3. What should be done? (or should anything be done?)
I know that people can say pretty terrible things to someone who comes out to them, but I never imagined hearing “I don’t believe you.” But, for some reason, I seem to be hearing it over and over again as I try talk to my friends about my sexuality. It’s not always that explicit, though. From my sister, it was “You’re just saying this because you have so many gay friends now.” From another friend, it was “But you’re too pretty to be anything but straight” (their way of complimenting me?). And, perhaps the most hurtful and least expected of all, “Oh, you and everyone else. You’re just trying to be trendy.” I can’t say I didn’t expect it to some extent. Yes, I am a woman who never questioned her sexuality at all before college, and not really until the end of last year. And no, I don’t know what new label I fit into yet (bisexual... lesbian?) or if I fit into one at all. But does that make it alright to tell me that I am not genuinely attracted to other women? I’ve heard plenty of stories about how hard it is to be a queer woman, especially at Duke, but I could never have envisioned some of my friends (some of whom are gay themselves) telling me that I am trying to be something I’m not. Talk about invalidating.

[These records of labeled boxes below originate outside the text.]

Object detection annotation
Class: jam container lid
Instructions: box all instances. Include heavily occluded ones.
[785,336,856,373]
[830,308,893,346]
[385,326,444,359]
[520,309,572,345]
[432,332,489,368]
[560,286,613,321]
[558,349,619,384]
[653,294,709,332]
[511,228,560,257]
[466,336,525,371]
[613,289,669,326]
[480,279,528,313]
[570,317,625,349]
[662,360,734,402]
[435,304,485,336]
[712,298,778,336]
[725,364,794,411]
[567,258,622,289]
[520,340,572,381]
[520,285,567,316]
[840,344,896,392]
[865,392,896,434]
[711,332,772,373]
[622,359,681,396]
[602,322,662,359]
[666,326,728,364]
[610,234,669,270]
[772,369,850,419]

I saw the article about the LGBT center in Towerview today and while I thought it was well written and said some great stuff about what you guys are doing, I can't help but be annoyed with how frats seem to be covered. As a gay male in a fraternity, I am about as closeted as it comes, except I don't necessarily see that as wrong or as some terrible act of denying "who I am." I am a lot of things other than gay, and so the reason I don't come out and tell everyone I like guys is not because I'm weak or afraid of it. It's because I want to be seen for the other things that I am. Additionally, the world isn't all rainbows (ha) and sunshine, and for most people, coming out risks a lot of other important things that, for some, are just as important as (if not more important than) their sexuality. There are a lot of male actors who don't announce their sexuality because it ruins their chances of getting roles, in the business world a lot of gay men don't come out because they want to protect their jobs, and maybe a lot of guys in frats here don't come out because they want people to remember the other things they do and are a part of (such as their frat, for example). I just think it sucks that when people hear about closeted frat guys at Duke, it's assumed that they're insecure losers with "identity issues" who will never find their way in life because they don't want to run around telling everyone they like dudes. I like guys, but I like my life at Duke a lot more than to risk it in the name of "taking a stand" and "defying a stereotype." I don't do drugs, and I don't sleep with girls, and I think that's enough to defy the stereotypes people have about fraternities here. A lot of us are comfortable with who we are and are gonna live it up for the rest of our time here without it being ruined by something that doesn't feel as important in the short term.
*NTS: I should never write something that is going to be read by anyone other than nobody at 2:40 AM. This post has had to be edited so many times. This is what overtired looks like, People. (It looks like a lot of very long hyperlinks.)